Businessman plotting a red arrowed line rising faster than other rising arrowed charts.

Image source: Getty Images.

Sure, the consumer staples space has underperformed other sectors since 2017, and the companies in it have collectively been particularly poor performers since the market came out of its early 2020 tumble. That's the point, though. These stocks have relatively less to offer investors in a stimulus-supported, high-growth, low-inflation setting. This setting is changing, though -- almost reversing itself in most regards.

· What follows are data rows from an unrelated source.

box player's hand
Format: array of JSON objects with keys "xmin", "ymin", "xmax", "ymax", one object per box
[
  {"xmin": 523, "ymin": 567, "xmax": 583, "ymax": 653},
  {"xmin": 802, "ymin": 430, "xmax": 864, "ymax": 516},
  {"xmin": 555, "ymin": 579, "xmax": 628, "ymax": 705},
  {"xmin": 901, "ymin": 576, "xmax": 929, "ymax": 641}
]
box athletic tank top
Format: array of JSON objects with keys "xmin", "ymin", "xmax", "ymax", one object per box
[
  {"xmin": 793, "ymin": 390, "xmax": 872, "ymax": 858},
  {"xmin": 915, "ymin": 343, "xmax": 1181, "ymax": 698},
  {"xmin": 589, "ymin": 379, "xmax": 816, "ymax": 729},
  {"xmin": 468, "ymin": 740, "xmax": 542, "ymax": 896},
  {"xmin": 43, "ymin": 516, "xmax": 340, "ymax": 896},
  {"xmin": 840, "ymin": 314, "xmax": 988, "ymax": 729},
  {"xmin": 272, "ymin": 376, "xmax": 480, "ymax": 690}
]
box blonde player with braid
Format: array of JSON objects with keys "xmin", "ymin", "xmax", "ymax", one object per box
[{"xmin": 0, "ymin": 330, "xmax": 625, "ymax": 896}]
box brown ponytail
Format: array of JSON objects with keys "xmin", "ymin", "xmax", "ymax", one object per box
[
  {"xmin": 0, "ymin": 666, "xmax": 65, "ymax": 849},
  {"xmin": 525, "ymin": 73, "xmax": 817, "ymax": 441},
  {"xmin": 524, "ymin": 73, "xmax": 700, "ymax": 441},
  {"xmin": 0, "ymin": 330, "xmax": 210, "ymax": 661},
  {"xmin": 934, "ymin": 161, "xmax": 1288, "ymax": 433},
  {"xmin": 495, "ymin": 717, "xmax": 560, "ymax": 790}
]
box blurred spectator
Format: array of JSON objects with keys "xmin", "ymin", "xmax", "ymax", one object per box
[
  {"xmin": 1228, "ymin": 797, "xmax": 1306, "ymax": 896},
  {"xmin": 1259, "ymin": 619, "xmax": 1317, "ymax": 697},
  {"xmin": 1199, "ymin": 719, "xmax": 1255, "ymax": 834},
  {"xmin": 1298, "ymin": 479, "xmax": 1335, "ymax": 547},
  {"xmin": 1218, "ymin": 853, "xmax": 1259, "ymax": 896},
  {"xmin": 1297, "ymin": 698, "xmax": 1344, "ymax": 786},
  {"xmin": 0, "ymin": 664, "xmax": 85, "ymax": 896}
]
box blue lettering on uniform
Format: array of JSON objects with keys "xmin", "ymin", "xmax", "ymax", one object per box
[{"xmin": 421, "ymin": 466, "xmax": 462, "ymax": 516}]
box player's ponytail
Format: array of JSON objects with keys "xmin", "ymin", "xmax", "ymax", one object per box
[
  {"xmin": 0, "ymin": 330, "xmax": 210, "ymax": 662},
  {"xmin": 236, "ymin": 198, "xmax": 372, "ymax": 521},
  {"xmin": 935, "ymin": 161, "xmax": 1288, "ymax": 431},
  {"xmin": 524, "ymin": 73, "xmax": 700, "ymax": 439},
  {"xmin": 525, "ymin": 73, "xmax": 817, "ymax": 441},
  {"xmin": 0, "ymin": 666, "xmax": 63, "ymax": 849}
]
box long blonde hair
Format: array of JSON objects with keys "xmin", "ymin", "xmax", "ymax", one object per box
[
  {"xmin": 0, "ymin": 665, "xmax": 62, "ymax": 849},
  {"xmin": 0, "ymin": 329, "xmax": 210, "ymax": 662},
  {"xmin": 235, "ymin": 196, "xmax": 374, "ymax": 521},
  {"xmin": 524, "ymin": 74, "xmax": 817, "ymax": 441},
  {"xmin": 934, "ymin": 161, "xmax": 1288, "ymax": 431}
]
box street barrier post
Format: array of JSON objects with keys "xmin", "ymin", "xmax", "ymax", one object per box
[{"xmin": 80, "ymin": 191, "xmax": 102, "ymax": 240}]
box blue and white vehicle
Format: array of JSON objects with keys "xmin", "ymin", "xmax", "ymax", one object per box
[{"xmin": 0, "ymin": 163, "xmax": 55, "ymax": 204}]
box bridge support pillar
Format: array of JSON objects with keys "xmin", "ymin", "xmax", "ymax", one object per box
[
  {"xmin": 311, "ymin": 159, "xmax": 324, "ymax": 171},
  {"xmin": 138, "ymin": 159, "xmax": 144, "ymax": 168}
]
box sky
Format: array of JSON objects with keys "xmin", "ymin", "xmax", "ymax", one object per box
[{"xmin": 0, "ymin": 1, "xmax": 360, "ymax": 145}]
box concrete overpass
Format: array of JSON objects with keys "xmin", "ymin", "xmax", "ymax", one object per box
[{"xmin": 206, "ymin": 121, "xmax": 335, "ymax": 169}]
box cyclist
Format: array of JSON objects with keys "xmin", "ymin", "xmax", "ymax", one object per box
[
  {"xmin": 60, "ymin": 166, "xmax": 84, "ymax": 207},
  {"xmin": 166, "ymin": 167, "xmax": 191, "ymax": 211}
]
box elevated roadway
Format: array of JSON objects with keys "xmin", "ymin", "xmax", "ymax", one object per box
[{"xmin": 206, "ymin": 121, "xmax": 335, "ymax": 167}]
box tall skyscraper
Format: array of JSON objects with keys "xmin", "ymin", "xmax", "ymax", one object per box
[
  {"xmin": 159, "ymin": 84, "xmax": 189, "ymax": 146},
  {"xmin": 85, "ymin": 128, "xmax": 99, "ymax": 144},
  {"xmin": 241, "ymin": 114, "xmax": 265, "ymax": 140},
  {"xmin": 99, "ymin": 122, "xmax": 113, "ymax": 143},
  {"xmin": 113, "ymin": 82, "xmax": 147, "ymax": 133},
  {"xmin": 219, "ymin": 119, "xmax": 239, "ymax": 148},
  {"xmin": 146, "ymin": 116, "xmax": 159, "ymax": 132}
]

Invesco Dynamic Leisure and Entertainment ETF

Admittedly, it's a little counterintuitive to suggest consumer staples stocks are primed for leadership due to the developing adverse environment and then turn around and suggest that consumers are ready, willing, and able to spend on having fun. But that is the present situation.

Think critically about the economic recovery. The world is on the mend and wages are growing, but incomes are barely keeping up with inflation. Household debt -- credit card debt in particular -- is on the rise. Yet after nearly two years' worth of a pandemic that has made it tough to fully enjoy life, people are starting to throw caution to the winds. For example, the American Gaming Association reports the U.S. gambling industry's revenue had reached record-breaking full-year levels by the end of November. And despite a slowdown in December relative to November's figures, spending on shopping and dining in the United States last year hit a record $5.3 trillion, Consumers are loosening their purse strings and opening their wallets, even if they can't quite afford to.

That trend bodes well for the Invesco Dynamic Leisure and Entertainment ETF (PEJ -1.17%), which is meant to reflect the performance of the Dynamic Leisure & Entertainment Intellidex Index. Some of its top holdings include online travel agent Booking Holdings, Walt Disney, and Live Nation Entertainment.

SPDR S&P Transportation ETF

Finally, add the SPDR S&P Transportation ETF (XTN -0.73%) to your list of funds positioned to beat the market this year.

The rebound from the COVID-19 contraction has been a complicated one, and it has been made even trickier by the resulting supply chain crisis. As it turns out, however, the bottlenecks are at least as much due to a lack of sufficient shipping capacity as they are to businesses' inability to manufacture products. This shortage of capacity has proven a boon to air cargo carriers, maritime shipping services, and land-based delivery outfits, even though most of these industries were anything but ready to handle COVID-19's impact. Now they're struggling to deal with the subsequent surge in demand created by the recovery from the prior lull. That demand -- and the pricing power they accrue due to it -- isn't expected to abate in 2022.

At the same time (and in light of all the recent disruptions), the logistics business is evolving. Companies are moving away from a just-in-time approach to procuring supplies and adopting more of a just-in-case mindset. Meanwhile, consumers -- who used to be happy to regularly shop at the centralized distribution locations that brick-and-mortar retailers are -- now increasingly expect more of their purchases to be delivered straight to their doors. This is the year that all the investments in so-called "last mile" delivery capabilities will really begin to pay off. It's also the first year that most logistics service providers are prepared to help retailers make that happen in a meaningful way.

The SPDR S&P Transportation ETF has balanced exposure to every aspect of this paradigm shift. With a portfolio modeled on the S&P Transportation Select Industry Index, the fund's biggest holdings range from maritime shipping outfit Kirby to airline Southwest to trucking company Schneider National to ride-hailing name Uber Technologies. As such, it offers investors a balanced mix of all the slivers of an old-school sector that's become surprisingly modern and relevant.